March 2014 – IMVU Engineering Blog

What it’s like to use Haskell

March 24, 2014March 24, 2014 IMVU Engineering 16 Comments

By Andy Friesen

Since early 2013, we at IMVU have used Haskell to build several of the REST APIs that power our service.

When the company started, we chose PHP as our application server language, in part, because the founders expected the website to only be a small part of the business! IMVU was primarily about a downloadable 3D client. We needed “a website or something” to give users a place to download our client from, but didn’t expect it would have to be much more than that. This shows that predicting the future is hard.
Years later, we have quite a lot of customers, and we primarily use PHP to serve them. We’re big enough that we run multiple subteams on separate initiatives at the same time. Performance is becoming important to us not just because it matters to our customers, but because it can easily make the difference between buying 4 servers and buying 40 servers to support some new feature.

So, early in 2012, we found ourselves ready to look for an alternative that would help us be more rigorous. In particular, we were ready for the idea that sacrificing a tiny bit of short term, straight-line time to market might actually speed us up in the long run.

How We Got Here

I started learning Haskell in my spare time in part because Haskell seems like the exact opposite of PHP: Natively compiled, statically typed, and very principled.

My initial exploration left me interested in evaluating Haskell at real scale. A year later, we did a live-fire test in which we taught multiple teammates Haskell while delivering an important new feature under a deadline.

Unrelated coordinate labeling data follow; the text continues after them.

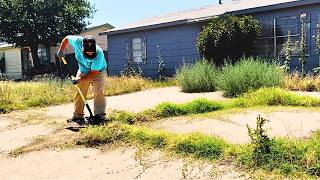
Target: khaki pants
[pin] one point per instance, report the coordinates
(98, 83)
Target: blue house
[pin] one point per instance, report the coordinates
(174, 35)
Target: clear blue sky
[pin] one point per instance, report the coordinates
(121, 12)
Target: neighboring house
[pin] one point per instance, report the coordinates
(18, 61)
(176, 34)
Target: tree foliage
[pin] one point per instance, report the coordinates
(28, 23)
(228, 37)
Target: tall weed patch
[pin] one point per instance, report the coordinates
(249, 74)
(200, 77)
(275, 97)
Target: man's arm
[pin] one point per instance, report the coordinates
(63, 45)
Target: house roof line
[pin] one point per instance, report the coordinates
(107, 25)
(207, 12)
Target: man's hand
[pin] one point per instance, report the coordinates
(90, 75)
(75, 80)
(60, 53)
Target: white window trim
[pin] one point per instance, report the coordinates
(143, 50)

Today, a lot of our backend code is still driven by PHP, but we have a growing amount of Haskell that powers newer features. The process has been exciting not only because we got to actually answer a lot of the questions that keep many people from choosing not to try Haskell, but also because it’s simply a better solution.

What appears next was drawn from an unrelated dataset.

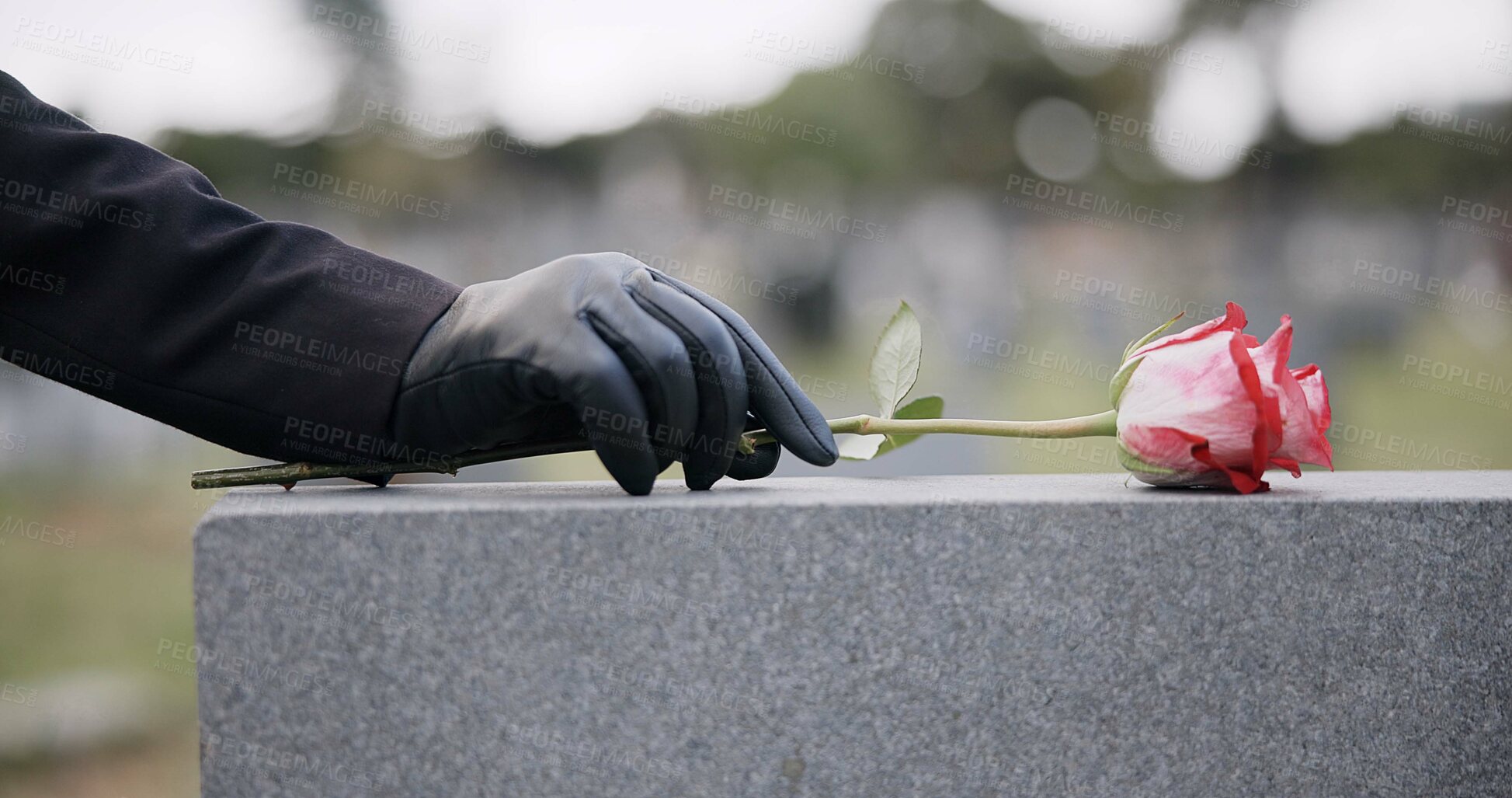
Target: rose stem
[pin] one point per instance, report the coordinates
(286, 474)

The experiment to start developing in Haskell took a lot of internal courage and dedication, and we had to overcome a number of, quite rational, concerns related to adopting a whole new language. Here are the main ones and how they worked out for us:

Scalability

The first thing we did was to replace a single service with a Haskell implementation. We picked a service that was high-volume but was not mission critical.

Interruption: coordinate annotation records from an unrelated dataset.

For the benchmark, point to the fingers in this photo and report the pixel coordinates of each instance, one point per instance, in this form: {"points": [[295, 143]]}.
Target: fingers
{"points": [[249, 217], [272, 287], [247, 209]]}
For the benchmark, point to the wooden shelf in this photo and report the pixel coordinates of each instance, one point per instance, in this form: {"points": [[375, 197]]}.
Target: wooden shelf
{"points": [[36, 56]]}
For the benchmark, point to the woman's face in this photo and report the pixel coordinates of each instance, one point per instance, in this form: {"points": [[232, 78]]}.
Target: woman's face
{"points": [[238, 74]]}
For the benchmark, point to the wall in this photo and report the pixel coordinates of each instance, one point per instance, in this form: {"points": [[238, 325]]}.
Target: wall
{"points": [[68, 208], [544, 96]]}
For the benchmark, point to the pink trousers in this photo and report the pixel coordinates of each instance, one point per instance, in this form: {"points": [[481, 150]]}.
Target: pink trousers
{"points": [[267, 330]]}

We didn’t do any particular optimization of this new service, but it nevertheless showed excellent performance characteristics in the field. Our little Haskell server was running on a pair of spare servers that were otherwise set for retirement, and despite this, each machine was handling about 20x as many requests as one of our high-spec PHP servers could manage.

Reliability

The second thing we did was to take our hands off the Haskell service and leave it running until it fell over. It ran for months without intervention.

Training

After the reliability test, we were ready to try a live fire exercise, but we had to wait a bit for the right project. We got our chance in early 2013.

The rules of the experiment were simple: Train 3 engineers to write the backend for an important new project and keep up with a separate frontend team. Most of the code was to be new, so there was relatively little room for legacy complications.

We very quickly learned that we had also signed up for a lot of catch-up work to bring the Haskell infrastructure inline with what we’ve had for years in PHP. We were very busy for awhile, but once we got this infrastructure out of the way, the tables turned and the front-end team became the limiting factor.

Today, training an engineer to be productive in our Haskell code is not much harder than training someone to be productive in our PHP environment. People who have prior functional programming knowledge seem to find their stride in just a few days.

Testing

Correctness is becoming very important for us because we sometimes have to change code that predates every current developer. We have enough users that mistakes become very costly, very quickly. Solving these sorts of issues in PHP is sometimes achievable but always difficult. We usually solve them with unit tests and production alerts, but these approaches aren’t sufficient for all cases.

Unit tests are incredible and great, but you’re always at the mercy of the level of discipline of every engineer at every moment. It’s easy to tell your teammates to write tests for everything, but this basically boils down to asking everyone to be at their very best every day. People make mistakes and things slip through the cracks.

When using Haskell, we actually remove an entire class of defects that we have to write tests for. Thus, the number of tests we have to write is smaller, and thus there are fewer cases we can forget to write tests for.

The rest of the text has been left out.